DeCoDe: Defer-and-Complement Decision-Making via Decoupled Concept Bottleneck Models
Chengbo He, Bochao Zou, Junliang Xing, Jiansheng Chen, Yuanchun Shi, Huimin Ma
TL;DR
DeCoDe addresses the challenge of deciding when to rely on AI, defer to humans, or combine both in high-stakes decision making. It introduces a decoupled concept bottleneck framework where explicit concept representations $c_{exp}$ and latent $c_{imp}$ form the basis for both prediction and strategy selection via a gating network $g_\phi$, mapping to a three-way distribution over {AI-only, AI+Human, Defer-to-Human}. A surrogate loss $\mathcal{L}_{DeCoDe}$ balances predictive accuracy and the cost of human involvement, enabling instance-specific adaptation even with noisy or inconsistent expert input.

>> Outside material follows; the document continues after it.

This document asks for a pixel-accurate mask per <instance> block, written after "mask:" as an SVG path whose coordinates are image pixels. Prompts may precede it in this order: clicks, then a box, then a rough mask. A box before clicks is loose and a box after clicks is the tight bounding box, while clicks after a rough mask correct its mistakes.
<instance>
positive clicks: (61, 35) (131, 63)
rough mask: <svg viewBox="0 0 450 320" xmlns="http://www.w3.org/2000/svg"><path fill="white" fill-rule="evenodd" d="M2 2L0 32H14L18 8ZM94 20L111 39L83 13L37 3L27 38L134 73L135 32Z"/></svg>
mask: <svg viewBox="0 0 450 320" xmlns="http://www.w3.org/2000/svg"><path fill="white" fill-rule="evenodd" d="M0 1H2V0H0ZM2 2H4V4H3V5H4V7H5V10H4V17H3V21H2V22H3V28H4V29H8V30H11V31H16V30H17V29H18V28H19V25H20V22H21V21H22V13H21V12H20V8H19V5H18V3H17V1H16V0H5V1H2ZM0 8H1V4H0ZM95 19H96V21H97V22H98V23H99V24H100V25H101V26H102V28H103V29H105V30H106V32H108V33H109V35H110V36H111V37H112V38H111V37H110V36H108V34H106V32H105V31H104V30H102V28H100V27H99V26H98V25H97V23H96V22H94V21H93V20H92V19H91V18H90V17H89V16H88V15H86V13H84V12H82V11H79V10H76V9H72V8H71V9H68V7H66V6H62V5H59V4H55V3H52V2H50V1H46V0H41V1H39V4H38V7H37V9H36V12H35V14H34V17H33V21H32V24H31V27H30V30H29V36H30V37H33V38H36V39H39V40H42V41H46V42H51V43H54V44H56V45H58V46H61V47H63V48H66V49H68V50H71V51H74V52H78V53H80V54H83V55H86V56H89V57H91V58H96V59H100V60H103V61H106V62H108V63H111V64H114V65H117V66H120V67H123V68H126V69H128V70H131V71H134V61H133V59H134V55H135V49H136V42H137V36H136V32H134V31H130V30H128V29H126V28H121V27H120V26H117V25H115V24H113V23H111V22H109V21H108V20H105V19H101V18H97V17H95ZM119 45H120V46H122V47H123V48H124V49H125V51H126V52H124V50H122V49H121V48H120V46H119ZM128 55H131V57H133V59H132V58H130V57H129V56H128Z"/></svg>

Empirical results on CUB-200-2011, Derm7pt, and CelebA show DeCoDe outperforms AI-only, human-only, and conventional deferral baselines while preserving interpretability and robustness, and it supports test-time concept interventions for user-driven correction.
Abstract
In human-AI collaboration, a central challenge is deciding whether the AI should handle a task, be deferred to a human expert, or be addressed through collaborative effort. Existing Learning to Defer approaches typically make binary choices between AI and humans, neglecting their complementary strengths. They also lack interpretability, a critical property in high-stakes scenarios where users must understand and, if necessary, correct the model's reasoning. To overcome these limitations, we propose Defer-and-Complement Decision-Making via Decoupled Concept Bottleneck Models (DeCoDe), a concept-driven framework for human-AI collaboration. DeCoDe makes strategy decisions based on human-interpretable concept representations, enhancing transparency throughout the decision process. It supports three flexible modes: autonomous AI prediction, deferral to humans, and human-AI collaborative complementarity, selected via a gating network that takes concept-level inputs and is trained using a novel surrogate loss that balances accuracy and human effort. This approach enables instance-specific, interpretable, and adaptive human-AI collaboration. Experiments on real-world datasets demonstrate that DeCoDe significantly outperforms AI-only, human-only, and traditional deferral baselines, while maintaining strong robustness and interpretability even under noisy expert annotations.